While Sydney's Kurnell desalination plant, opened in February, is 100 percent offset by wind energy, opponents claim that energy could have been used to offset coal generation elsewhere.
by Staff Writers
Sydney (UPI) Jul 12, 2010
Coming through a decade of drought said to be its worst in a century, Australia has turned to desalination as part of the government's measures to beef up water supply systems.

State governments are already investing $13.2 billion in desalination plants in Melbourne, Sydney, Perth, Adelaide and on the Gold Coast.

In two years, when the final plant is expected to be in operation, seawater is expected to account for 30 percent of the cities' needs.

But the energy-intensive process of removing salt from seawater consumes vast amounts of power, with energy accounting for 50 percent of its cost.

Because Australia relies on coal for most of its electricity generation, its desalination plants therefore emit greenhouse gases and contribute to the global warming that is aggravating the country's water shortage, environmentalists say.

While Sydney's Kurnell desalination plant, opened in February, is 100 percent offset by wind energy, opponents claim that energy could have been used to offset coal generation elsewhere.

Australia's Water Services Association says that households in cities with the new desalination plants can expect their water bills to double over the next few years.

Already, Australia has seen its water prices rise as much as 22 percent this month.

The association's executive director, Ross Young, said there was a "direct link" between the costs of building and operating desalination plants and higher water bills, the Australian newspaper reports.

Desalination plants use 21 times more electricity than conventional water systems to produce 264 gallons of water, typically the amount used daily by a family of four, the association says.
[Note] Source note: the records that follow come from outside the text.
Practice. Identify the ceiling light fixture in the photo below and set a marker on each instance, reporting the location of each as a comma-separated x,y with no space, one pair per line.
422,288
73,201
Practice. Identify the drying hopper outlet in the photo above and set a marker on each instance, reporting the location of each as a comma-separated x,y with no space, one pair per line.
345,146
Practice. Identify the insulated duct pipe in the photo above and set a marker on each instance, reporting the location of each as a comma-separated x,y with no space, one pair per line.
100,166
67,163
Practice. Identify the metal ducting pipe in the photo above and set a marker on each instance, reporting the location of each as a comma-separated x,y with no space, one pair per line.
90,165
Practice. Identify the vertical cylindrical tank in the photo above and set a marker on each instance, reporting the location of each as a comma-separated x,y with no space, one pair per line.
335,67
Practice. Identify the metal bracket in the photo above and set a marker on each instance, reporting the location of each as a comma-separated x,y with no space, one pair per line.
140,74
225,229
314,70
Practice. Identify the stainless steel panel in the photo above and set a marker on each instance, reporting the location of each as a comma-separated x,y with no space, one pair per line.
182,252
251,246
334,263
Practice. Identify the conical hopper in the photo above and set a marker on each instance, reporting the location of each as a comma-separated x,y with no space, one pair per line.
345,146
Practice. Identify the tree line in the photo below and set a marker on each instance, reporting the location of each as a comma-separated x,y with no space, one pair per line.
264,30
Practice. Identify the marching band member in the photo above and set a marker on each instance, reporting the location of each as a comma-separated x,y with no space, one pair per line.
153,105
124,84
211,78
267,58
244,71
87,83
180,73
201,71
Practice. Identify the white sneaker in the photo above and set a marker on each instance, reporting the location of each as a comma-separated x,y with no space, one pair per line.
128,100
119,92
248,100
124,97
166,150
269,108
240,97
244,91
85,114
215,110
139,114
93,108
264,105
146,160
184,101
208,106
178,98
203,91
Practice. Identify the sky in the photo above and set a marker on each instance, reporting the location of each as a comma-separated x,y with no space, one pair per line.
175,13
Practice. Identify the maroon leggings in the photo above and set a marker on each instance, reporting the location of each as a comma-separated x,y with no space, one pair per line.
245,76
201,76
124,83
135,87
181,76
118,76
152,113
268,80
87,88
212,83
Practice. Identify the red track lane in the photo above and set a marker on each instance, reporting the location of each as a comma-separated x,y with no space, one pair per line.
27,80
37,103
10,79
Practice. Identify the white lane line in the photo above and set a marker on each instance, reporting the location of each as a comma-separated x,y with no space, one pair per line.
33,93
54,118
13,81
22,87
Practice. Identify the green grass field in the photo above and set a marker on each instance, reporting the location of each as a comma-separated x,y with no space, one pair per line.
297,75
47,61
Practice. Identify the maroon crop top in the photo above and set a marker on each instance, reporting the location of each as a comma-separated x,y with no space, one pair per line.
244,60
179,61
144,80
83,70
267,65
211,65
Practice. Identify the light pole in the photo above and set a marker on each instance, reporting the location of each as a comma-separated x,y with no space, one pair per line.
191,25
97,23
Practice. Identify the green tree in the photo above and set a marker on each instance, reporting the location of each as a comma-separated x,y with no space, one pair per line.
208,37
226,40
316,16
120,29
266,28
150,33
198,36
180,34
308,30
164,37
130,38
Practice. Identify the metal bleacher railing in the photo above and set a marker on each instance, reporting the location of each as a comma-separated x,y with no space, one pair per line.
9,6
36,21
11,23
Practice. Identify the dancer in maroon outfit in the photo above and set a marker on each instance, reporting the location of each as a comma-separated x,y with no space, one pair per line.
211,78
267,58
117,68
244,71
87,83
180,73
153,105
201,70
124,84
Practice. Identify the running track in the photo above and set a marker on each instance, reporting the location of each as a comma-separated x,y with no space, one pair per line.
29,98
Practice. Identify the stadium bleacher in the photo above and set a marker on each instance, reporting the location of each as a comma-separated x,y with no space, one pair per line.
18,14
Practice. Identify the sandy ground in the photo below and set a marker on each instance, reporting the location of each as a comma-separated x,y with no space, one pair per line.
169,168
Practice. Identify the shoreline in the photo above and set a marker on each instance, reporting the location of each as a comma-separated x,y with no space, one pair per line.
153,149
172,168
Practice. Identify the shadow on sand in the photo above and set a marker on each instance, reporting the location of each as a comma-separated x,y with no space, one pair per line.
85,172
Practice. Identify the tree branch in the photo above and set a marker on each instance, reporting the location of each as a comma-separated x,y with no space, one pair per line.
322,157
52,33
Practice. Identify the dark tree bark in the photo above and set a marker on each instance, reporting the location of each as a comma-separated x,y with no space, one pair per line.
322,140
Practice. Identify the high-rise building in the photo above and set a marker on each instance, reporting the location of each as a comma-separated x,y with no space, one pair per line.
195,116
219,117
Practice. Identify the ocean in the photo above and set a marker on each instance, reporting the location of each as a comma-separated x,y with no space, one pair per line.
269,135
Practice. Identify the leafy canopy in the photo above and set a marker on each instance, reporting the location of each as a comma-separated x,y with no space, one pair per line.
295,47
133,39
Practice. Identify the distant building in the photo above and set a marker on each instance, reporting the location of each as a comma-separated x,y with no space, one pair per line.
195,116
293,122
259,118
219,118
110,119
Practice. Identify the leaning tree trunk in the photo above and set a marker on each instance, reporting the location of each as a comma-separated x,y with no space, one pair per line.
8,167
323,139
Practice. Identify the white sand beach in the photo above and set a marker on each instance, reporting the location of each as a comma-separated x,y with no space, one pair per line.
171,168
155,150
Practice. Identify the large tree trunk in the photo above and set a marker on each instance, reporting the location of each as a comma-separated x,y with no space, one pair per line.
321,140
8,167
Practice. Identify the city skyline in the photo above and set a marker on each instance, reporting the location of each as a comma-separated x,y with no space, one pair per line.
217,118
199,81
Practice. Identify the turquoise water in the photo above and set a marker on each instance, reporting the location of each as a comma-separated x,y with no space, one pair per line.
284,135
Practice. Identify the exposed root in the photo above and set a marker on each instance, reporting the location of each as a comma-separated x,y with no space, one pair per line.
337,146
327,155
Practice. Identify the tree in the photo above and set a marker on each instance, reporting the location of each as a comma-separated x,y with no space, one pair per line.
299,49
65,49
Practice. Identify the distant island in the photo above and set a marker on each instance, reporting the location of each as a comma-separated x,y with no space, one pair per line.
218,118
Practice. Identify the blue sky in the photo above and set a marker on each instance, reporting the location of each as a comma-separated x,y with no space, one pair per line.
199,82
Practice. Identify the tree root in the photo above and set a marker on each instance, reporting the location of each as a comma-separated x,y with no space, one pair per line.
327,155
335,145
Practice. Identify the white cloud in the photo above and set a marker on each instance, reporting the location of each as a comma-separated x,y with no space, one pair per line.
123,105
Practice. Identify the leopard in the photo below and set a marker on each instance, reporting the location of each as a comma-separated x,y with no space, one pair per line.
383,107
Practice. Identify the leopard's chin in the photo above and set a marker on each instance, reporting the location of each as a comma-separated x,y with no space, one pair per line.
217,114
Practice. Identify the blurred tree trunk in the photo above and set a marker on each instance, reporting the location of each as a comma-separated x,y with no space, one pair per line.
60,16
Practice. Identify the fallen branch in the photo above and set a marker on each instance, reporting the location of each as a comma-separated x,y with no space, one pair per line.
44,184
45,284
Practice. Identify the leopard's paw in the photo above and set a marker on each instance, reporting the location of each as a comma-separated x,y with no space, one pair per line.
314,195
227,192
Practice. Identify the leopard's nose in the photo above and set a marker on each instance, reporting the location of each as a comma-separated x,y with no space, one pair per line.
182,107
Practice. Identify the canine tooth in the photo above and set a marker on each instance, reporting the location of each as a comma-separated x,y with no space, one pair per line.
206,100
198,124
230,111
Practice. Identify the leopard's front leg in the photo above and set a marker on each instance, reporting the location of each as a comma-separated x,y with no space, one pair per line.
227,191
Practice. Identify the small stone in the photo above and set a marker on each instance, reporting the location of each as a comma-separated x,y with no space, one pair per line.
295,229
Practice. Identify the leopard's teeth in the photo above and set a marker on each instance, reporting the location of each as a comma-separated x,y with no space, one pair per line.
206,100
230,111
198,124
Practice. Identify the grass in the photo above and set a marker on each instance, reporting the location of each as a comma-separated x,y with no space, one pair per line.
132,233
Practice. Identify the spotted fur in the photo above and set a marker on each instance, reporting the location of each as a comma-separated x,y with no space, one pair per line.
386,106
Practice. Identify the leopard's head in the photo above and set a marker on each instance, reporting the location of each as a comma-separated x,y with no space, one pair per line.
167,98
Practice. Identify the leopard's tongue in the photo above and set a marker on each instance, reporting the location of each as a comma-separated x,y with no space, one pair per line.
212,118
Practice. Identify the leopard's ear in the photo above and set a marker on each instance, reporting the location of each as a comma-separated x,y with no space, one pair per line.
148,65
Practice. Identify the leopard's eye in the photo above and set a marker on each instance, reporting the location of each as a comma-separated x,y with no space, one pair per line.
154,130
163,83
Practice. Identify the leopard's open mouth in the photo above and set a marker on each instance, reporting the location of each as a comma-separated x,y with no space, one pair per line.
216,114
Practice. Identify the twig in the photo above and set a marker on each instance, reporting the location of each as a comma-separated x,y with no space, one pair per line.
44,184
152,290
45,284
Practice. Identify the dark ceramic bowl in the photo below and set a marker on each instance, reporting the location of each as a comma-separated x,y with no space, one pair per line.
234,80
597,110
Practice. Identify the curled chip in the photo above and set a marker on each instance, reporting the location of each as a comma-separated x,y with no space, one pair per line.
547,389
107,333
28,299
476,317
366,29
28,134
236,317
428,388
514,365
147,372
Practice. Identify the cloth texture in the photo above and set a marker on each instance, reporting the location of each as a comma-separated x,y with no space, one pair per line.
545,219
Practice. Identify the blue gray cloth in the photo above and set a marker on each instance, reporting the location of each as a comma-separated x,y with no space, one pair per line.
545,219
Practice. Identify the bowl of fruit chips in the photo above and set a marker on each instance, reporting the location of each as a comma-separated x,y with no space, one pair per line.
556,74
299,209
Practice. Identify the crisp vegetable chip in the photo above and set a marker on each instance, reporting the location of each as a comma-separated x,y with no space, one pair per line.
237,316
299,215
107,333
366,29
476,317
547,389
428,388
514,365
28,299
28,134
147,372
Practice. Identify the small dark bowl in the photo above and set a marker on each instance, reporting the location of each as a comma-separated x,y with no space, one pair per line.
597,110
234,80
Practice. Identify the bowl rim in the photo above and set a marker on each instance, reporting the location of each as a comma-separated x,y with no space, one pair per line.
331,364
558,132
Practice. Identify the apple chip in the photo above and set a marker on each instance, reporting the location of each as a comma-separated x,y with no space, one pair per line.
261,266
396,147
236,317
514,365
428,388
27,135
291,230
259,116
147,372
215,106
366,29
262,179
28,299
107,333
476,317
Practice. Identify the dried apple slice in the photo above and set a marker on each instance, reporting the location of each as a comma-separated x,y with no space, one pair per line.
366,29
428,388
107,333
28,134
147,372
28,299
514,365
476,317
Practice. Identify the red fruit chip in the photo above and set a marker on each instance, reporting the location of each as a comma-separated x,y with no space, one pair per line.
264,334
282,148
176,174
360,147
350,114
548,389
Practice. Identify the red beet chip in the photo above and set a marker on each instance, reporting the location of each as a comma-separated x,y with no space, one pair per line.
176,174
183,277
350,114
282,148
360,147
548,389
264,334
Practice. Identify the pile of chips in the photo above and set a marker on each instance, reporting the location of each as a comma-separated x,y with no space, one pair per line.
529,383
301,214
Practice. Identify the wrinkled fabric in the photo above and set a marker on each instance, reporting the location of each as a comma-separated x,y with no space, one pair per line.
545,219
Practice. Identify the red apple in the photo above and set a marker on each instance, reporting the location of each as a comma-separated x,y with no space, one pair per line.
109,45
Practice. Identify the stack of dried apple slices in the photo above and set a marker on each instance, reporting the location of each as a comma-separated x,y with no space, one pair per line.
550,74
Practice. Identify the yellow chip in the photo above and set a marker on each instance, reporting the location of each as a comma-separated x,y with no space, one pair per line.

Water levels in many of the country's reservoirs have increased somewhat as a result of recent heavy rains, prompting the association last week to urge state governments to switch off desalination plants when they weren't essential.

For example, the reservoir in back of Wivenhoe, the largest dam in southeastern Queensland, had reached 98 percent of capacity after dropping to just 16 percent at one point during Australia's drought.

"If you've got all your dams overflowing, it's very difficult to justify them having the desalination plants still running," Young said.

"It would save people money and it would save greenhouse gas emissions," he said.

But a Water Corporation representative in Perth said that during the past 10 years, its dams haven't risen above a level of 53 percent. He said it was "unlikely in the face of a drying climate" that Perth's dams would ever fill up again.